Published June 23, 2020

Andie Sophia Fontaine
Photo by
Art Bicnick

The results of a new poll from Zenter show that, of those polled, most Icelanders do believe prejudice is a common occurrence in their country, Fréttablaðið reports. However, a statistically high proportion believe it is either a rare occurrence or neither common nor rare. As always, politically affiliations underlined some stark contrasts of opinion.

The poll asked simply, “How common or rare do you believe racism is in Iceland?”. Zenter sent this question to some 2,500 people aged 18 and older from June 15th to June 18th, with a response rate of 50.5%.

Overall, only 10% of respondents said they believed prejudice is very common in Iceland, while about 47% said it was rather common. By contrast, about 25% said they believed prejudice in Iceland is rare, while 17% said they believed it was neither common nor rare. A more precise picture comes into focus when the results are broken down by party affiliation.

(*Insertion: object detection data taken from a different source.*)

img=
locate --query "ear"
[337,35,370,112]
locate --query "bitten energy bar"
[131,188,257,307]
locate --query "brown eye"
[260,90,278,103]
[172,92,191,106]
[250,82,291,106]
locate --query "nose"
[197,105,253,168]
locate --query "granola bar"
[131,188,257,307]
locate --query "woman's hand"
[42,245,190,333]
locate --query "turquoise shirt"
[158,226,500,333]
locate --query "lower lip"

The overwhelming majority of voters for the Pirate Party and the Leftist-Greens believe prejudice is indeed common, at 74% and 71% respectively. 67% of Social Democrats said the same, as did 57% of People’s Party and 56% of Reform Party voters. However, only 39% of conservative Independence Party voters believed prejudice is common in Iceland, with 41% contending that it is rare. 44% of voters for both the Progressive Party and the Centre Party also believe prejudice is a rare thing in Iceland, while 37% and 34% respectively believe it is common. Remaining percentages from 100% for each party believed prejudice is neither rare nor common.

In terms of other demographics, the vast majority of women (72%) said they considered prejudice to be a common thing in Iceland, but only 43% of men said the same. Those in the 25 to 34 years old age bracket were the most likely to say prejudice is common, with that belief becoming less likely the older the respondents get. At the same time, there was very little difference of opinion between Icelanders who live in the greater Reykjavík area and those who live in the countryside.